Last night, did you turn up the volume on your TV? It may be an indication of hearing loss if you did. The problem is… you can’t quite remember. And that’s becoming more of a problem recently. While you were working yesterday, you couldn’t even remember your new co-worker’s name. Yes, you just met her but your hearing and your memory seem to be declining. And as you think about it, you can only come up with one common cause: aging.
Now, sure, age can be connected to both hearing loss and memory failure. But it turns out these two age-associated symptoms are also linked to each other. That may sound like bad news initially (you have to deal with hearing loss and memory loss at the same time…great). But the reality is, the connection between hearing loss and memory can often be a blessing in disguise.
The Relationship Between Memory And Hearing Loss
Hearing loss can be straining for your brain in a number of ways well before you recognize the diminishing prowess of your ears. Your brain, memory, and even social life can, over time, be overwhelmed by the “spillover”.
How is so much of your brain affected by hearing loss? Well, there are several specific ways:
- Constant strain: In the early stages of hearing loss especially, your brain is going to experience a sort of hyper-activation exhaustion. That’s because your brain will be straining to hear what’s happening out in the world, even though there’s no input signal (it puts in a lot of energy trying to hear because without recognizing you have hearing loss, it believes that everything is quiet). This can leave your brain (and your body) feeling tired. That mental and physical exhaustion often causes loss of memory.
- An abundance of quiet: As your hearing begins to waver, you’re going to experience more quietness (this is especially true if your hearing loss is neglected). This can be, well, rather boring for the region of your brain usually responsible for interpreting sounds. And if the brain isn’t used it starts to weaken and atrophy. This can affect the performance of all of your brain’s systems and that includes memory.
- Social isolation: When you have a hard time hearing, you’ll likely encounter some added obstacles communicating. That can lead some individuals to isolate themselves. And isolation can result in memory problems because, once again, your brain isn’t getting as much interaction as it used to. The brain will keep getting weaker the less it’s used. Social isolation, depression, and memory issues will, over time, set in.
Your Body Has An Early Warning System – It’s Called Memory Loss
Memory loss isn’t unique to hearing loss, of course. There are lots of things that can cause your recollections to start to get fuzzy, such as fatigue and illness (either physical or mental forms). As an example, eating right and sleeping well can help help your memory.

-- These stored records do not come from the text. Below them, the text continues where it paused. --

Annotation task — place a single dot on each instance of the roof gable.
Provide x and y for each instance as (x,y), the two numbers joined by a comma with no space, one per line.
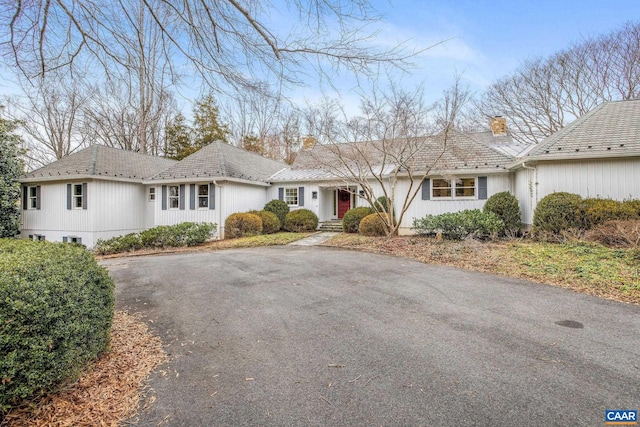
(101,161)
(610,130)
(221,160)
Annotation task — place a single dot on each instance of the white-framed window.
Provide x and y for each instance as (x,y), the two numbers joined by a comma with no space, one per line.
(291,196)
(173,197)
(457,188)
(203,196)
(33,198)
(76,196)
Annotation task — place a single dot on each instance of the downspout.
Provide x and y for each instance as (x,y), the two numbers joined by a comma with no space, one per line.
(216,185)
(533,187)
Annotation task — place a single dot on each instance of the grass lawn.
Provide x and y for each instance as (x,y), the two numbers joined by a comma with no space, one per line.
(583,267)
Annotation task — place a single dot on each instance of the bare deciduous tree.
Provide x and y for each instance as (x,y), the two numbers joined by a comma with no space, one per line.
(398,138)
(51,115)
(228,41)
(543,95)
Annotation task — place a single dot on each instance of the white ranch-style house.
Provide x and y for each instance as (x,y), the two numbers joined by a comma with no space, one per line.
(101,192)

In this way, memory is kind of like the canary in the coal mine for your body. The red flags come out when things aren’t working right. And having difficulty remembering who said what in yesterday’s meeting is one of those red flags.
Those red flags can be useful if you’re trying to keep an eye out for hearing loss.
Loss of Memory Often Points to Hearing Loss
It’s frequently hard to detect the early signs and symptoms of hearing loss. Hearing loss doesn’t develop instantly. Harm to your hearing is usually further along than you would like by the time you actually observe the symptoms. However, if you start noticing symptoms related to memory loss and get checked out early, there’s a good chance you can avoid some damage to your hearing.
Retrieving Your Memory
In instances where hearing loss has impacted your memory, whether it’s through social isolation or mental exhaustion, the first task is to manage the underlying hearing issue. When your brain stops struggling and over stressing, it’ll be able to return to its regular activities. Be patient, it can take a while for your brain to adjust to hearing again.
Loss of memory can be a practical warning that you need to keep your eye on the state of your hearing and safeguarding your ears. That’s a lesson to remember as you get older.